Chevron Corp.'s fourth-quarter earnings rose 41% as increased production helped drive a double-digit rise in upstream earnings.
Chevron earlier this month said its fourth-quarter profit would be "notably higher" than the previous quarter's as a $1.4 billion gain from an upstream asset exchange in Australia and West Texas oil field acquisitions would contribute to increased oil and gas production. But the company also warned it would pay up to $400 million in potential accruals related to income taxes, pension settlements and environmental matters during the quarter.
Chevron, the second-largest U.S. oil company by market value after Exxon Mobil Corp., also said Thursday it will consolidate its supply and trading functions into a single group within its gas and midstream business, effective June 1. The downstream organization currently oversees the company's trading operations for crude oil and refined products, while the company's gas and midstream business was responsible for Chevron's natural gas and liquefied natural gas trading operations.
Chevron reported a profit of $7.25 billion, or $3.70 a share, up from $5.12 billion, or $2.58 a share, a year earlier.
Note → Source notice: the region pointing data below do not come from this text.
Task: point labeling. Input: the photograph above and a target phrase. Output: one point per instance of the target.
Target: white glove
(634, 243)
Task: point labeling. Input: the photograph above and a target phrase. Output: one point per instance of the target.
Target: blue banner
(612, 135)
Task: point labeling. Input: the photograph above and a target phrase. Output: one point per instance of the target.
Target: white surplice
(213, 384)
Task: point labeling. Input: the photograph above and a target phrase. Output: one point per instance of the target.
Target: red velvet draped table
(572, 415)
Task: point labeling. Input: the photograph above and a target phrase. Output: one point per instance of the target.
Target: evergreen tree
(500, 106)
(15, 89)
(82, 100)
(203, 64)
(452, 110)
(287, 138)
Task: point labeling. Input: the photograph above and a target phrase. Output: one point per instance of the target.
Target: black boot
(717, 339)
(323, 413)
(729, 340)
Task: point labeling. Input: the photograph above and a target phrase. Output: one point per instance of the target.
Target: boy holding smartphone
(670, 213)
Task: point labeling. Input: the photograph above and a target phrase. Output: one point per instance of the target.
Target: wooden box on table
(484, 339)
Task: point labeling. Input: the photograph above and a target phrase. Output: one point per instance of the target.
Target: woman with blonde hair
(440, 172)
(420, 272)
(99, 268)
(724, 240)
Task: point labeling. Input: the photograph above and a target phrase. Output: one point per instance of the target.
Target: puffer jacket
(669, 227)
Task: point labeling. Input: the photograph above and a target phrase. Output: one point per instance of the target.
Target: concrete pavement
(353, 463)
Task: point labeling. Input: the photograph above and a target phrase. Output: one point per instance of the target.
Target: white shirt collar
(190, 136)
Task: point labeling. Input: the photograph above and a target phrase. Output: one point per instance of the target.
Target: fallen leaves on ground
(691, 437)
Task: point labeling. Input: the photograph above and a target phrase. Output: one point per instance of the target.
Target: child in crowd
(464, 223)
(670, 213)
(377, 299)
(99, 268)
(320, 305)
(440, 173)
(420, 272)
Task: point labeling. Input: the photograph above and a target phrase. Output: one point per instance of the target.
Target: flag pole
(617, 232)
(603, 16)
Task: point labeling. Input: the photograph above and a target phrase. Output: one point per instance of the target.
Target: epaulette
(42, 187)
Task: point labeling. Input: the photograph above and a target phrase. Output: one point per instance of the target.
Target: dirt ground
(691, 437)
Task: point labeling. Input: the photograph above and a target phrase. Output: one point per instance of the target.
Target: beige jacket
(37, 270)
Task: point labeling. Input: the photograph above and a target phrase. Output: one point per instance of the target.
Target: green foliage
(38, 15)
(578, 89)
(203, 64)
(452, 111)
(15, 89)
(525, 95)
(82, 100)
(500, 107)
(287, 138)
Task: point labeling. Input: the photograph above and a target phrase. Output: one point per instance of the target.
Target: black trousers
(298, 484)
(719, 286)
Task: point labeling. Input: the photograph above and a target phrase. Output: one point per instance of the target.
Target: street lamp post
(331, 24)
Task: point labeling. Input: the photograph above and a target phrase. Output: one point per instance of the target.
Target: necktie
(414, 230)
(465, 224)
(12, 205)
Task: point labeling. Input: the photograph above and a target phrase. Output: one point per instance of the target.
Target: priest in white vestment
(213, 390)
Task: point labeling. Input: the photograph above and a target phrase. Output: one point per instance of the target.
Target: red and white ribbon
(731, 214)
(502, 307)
Revenue rose 1% to $60.55 billion.
Analysts polled by Thomson Reuters had most recently forecast earnings of $3.03 a share on revenue of $68.64 billion.
Operating margin improved to 19.8% from 16.6%.
Exploration-and-production earnings rose 20% to $6.86 billion as total oil-equivalent production increased 1.1% to 2.67 million barrels per day.
The refining, marketing and chemical operations, known as the downstream segment, swung to a profit of $925 million from a year-earlier loss of $61 million.